Very interesting Sadovnik.  All these years on I find being taught the 
chemistry of billiard balls a restriction.  *Maxwell is such a hero here 
our dog is named after him.  I read the 1997 paper and your comments with 
great interest, though as you know, this is not my area at all.  There is a 
wide ranging paper here that is more my kind of stuff 
: http://www.topopleidingen.org/Fractalisme/Constructal-law.pdf*
 There is even consideration here of economics as physics.

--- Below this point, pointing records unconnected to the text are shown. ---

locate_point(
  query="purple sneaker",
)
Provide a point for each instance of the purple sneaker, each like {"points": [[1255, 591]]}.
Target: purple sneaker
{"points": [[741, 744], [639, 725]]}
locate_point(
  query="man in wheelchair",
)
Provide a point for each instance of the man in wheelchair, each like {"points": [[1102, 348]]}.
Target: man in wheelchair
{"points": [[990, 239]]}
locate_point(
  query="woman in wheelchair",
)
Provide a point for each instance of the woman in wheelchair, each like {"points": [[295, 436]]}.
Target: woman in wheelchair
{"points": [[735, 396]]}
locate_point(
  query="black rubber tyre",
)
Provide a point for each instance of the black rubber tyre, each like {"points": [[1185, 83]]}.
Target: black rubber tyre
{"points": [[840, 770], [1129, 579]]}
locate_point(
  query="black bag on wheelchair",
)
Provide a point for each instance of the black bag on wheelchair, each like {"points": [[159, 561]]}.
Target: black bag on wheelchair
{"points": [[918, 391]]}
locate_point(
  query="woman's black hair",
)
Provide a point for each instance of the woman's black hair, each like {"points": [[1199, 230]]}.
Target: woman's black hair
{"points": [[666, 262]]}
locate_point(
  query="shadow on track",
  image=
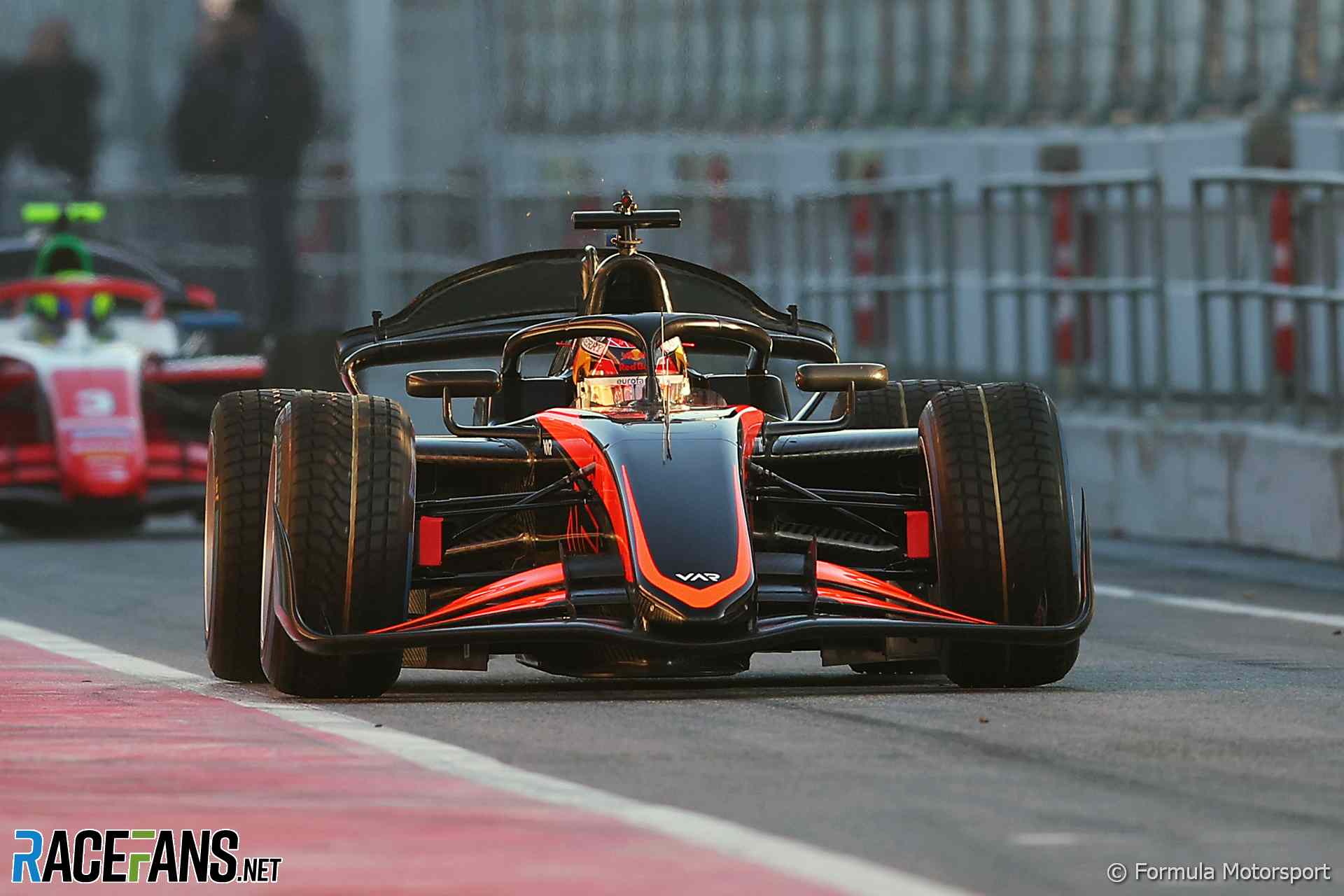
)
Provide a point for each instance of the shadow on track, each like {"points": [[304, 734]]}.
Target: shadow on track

On Thursday, 28 November 2013 04:10:41 UTC, socratus sadovnik wrote:
>
>   Can *Physics*  be evolutionary theory?
>
> ===…
>
> There is a conception of  *evolutionary cosmology*
>
> There is a conception of  *evolutionary geology*
>
> There is a conception of  *evolutionary biology*
>
> There is a conception of  *evolutionary zoology*
>
> There is a conception of  *evolutionary psychology* 
>
>  . . . . . . .etc
>
> But there isn’t conception of  *evolutionary  physics*
>
> #
>
> There is a part of science which we call ‘ biophysics ‘.
>
> Is it possible what one part of this science ‘ bio’ has evolution
>
> and the other part of the same knowledge ‘ physics’ has not a
>
> conception of evolution ? 
>
> #
>
> Physics is the basis of cosmology, geology, biology . . . .etc
>
> Physics is the basis of the existence. 
>
> Existence is an  evolutionary physical  process.
>
> The evolution of nature can be affected only by the laws of physics.
>
> And therefore the physical process of evolution can be explained 
>
> on the  basis of  the fundamental  laws and formulas of  Quantum Theory.
>
> ==..
>
>     Book:  What is your dangerous idea? 
>
>  / Edited by John Brockman /
>
>   Article:
>
> Seeing Darwin in the light of Einstein;
>
> Seeing Einstein in the light of Darwin.
>
>   / by Lee Smolin.  /
>
> ===.
>
>    /  Page 115  /
>
> Seeing Einstein in the light of Darwin suggests that
>
> natural selection could act not only on living things
>
> but on the properties defining the various species
>
> of elementary particles.
>
>    /  Page 117  /
>
> We physicists have now to understand Darwin’s lesson:
>
> The only way to understand how one out of a vast number
>
> of choices was made, which favors improbable structure,
>
> is that is the result of evolution by natural selection.
>
>    / Page 117 / 
>
> Now the only possible way of accounting for the laws of nature, 
>
> and for uniformity in general, is to suppose them results of evolution.
>
>   / Page 118 /
>
> And I believe that once this is achieved, Einstein and Darwin
>
> will be understood as partners in the greatest revolution  yet in 
> science, . . .
>
>        / Lee Smolin.  /
>
> =..
>
> Can quantum particle evolve ?
>
> Is it possible to explain the evolving process of quantum particle?
>
> Israel Sadovnik  Socratus.
>
> =.
>

-- 
You received this message because you are subscribed to the Google Groups 
"Epistemology" group.
To unsubscribe from this group and stop receiving emails from it, send an email 
to epistemology+unsubscr...@googlegroups.com.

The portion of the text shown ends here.